Activating mutations in GNAQ/GNA11 occur in over 90% of uveal melanomas (UMs), the most lethal melanoma subtype; however, targeting these oncogenes has proven challenging and inhibiting their downstream effectors show limited clinical efficacy. Here, we performed genome-scale CRISPR screens along with computational analyses of cancer dependency and gene expression datasets to identify the inositol-metabolizing phosphatase INPP5A as a selective dependency in GNAQ/11-mutant UM cells in vitro and in vivo. Mutant cells intrinsically produce high levels of the second messenger inositol 1,4,5 trisphosphate (IP3) that accumulate upon suppression of INPP5A, resulting in hyperactivation of IP3-receptor signaling, increased cytosolic calcium and p53-dependent apoptosis. Finally, we show that GNAQ/11-mutant UM cells and patients’ tumors exhibit elevated levels of IP4, a biomarker of enhanced IP3 production; these high levels are abolished by GNAQ/11 inhibition and correlate with sensitivity to INPP5A depletion. Our findings uncover INPP5A as a synthetic lethal vulnerability and a potential therapeutic target for GNAQ/11-mutant-driven cancers.
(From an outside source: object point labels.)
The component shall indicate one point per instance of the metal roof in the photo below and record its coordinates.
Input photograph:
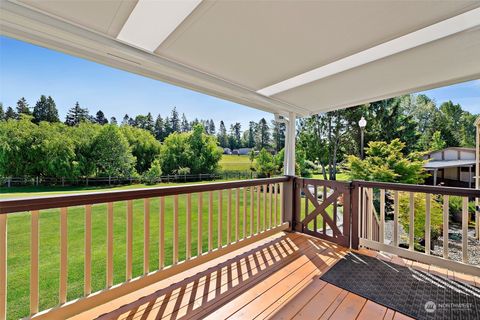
(279, 56)
(440, 164)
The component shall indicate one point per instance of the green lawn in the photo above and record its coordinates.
(19, 243)
(235, 163)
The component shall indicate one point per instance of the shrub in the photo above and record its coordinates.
(436, 219)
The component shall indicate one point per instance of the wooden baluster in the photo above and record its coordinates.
(229, 217)
(175, 229)
(199, 224)
(258, 209)
(382, 216)
(188, 242)
(129, 253)
(277, 188)
(446, 210)
(315, 220)
(465, 230)
(244, 212)
(63, 256)
(411, 238)
(34, 238)
(252, 191)
(428, 197)
(396, 211)
(87, 275)
(220, 218)
(3, 266)
(109, 273)
(237, 216)
(265, 225)
(270, 199)
(146, 235)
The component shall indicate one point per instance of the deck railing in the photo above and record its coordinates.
(228, 216)
(429, 204)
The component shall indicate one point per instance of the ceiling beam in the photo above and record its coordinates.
(26, 24)
(445, 28)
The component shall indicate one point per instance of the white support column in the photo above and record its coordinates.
(289, 159)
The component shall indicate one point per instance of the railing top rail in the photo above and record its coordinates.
(452, 191)
(50, 202)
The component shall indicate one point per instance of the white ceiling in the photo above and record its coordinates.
(232, 49)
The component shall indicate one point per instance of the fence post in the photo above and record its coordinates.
(354, 215)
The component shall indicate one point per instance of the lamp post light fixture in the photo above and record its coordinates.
(362, 124)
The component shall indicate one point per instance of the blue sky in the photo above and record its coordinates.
(29, 71)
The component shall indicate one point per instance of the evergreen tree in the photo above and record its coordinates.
(51, 111)
(278, 135)
(22, 107)
(251, 133)
(185, 126)
(211, 127)
(263, 134)
(222, 135)
(100, 118)
(159, 129)
(40, 110)
(10, 114)
(125, 120)
(174, 120)
(77, 115)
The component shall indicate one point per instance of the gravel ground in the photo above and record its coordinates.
(454, 243)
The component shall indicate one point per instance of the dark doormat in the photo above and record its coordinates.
(409, 291)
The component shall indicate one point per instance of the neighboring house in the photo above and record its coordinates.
(453, 166)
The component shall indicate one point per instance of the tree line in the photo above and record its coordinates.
(258, 135)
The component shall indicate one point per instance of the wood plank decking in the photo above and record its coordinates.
(275, 278)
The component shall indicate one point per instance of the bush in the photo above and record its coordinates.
(436, 219)
(152, 175)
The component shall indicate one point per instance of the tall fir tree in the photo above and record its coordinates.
(10, 114)
(51, 111)
(22, 107)
(185, 126)
(175, 120)
(159, 129)
(77, 115)
(100, 118)
(222, 135)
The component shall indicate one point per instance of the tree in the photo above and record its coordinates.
(185, 126)
(10, 114)
(386, 162)
(159, 129)
(76, 115)
(278, 135)
(100, 118)
(22, 107)
(175, 120)
(112, 154)
(194, 150)
(263, 135)
(145, 148)
(222, 135)
(437, 142)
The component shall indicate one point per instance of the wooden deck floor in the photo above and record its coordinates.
(275, 278)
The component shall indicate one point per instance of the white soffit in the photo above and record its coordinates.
(462, 22)
(152, 21)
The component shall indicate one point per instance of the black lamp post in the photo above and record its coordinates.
(362, 124)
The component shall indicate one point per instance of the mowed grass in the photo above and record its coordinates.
(235, 163)
(19, 243)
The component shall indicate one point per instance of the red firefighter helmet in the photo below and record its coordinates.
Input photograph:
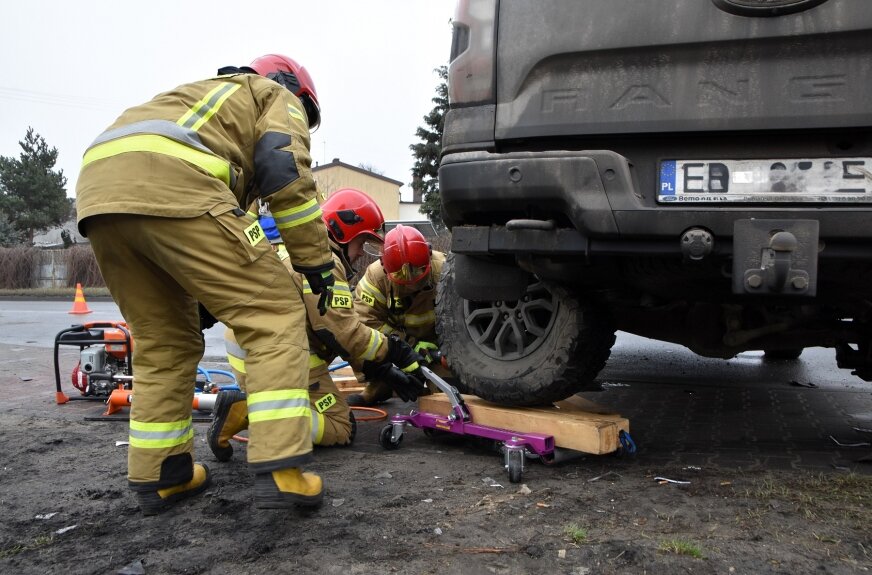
(406, 255)
(295, 78)
(349, 213)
GNAQ/GNA11的激活突变发生在超过 90% 的葡萄膜黑色素瘤 (UM) 中，这是最致命的黑色素瘤亚型；然而，事实证明，针对这些癌基因具有挑战性，并且抑制其下游效应子的临床疗效有限。在这里，我们进行了基因组规模的 CRISPR 筛选以及癌症依赖性和基因表达数据集的计算分析，以在体外和体内鉴定肌醇代谢磷酸酶 INPP5A 作为 GNAQ/11 突变 UM 细胞的选择性依赖性。突变细胞本质上产生高水平的第二信使肌醇 1,4,5 三磷酸 (IP3)，其在 INPP5A 抑制时积累，导致 IP3 受体信号传导过度激活、胞质钙增加和 p53 依赖性细胞凋亡。最后，我们发现 GNAQ/11 突变的 UM 细胞和患者的肿瘤表现出 IP4 水平升高，IP4 是 IP3 产生增强的生物标志物；这些高水平会被 GNAQ/11 抑制所消除，并与 INPP5A 耗竭的敏感性相关。我们的研究结果表明，INPP5A 是一种合成致命弱点，也是 GNAQ/11 突变驱动癌症的潜在治疗靶点。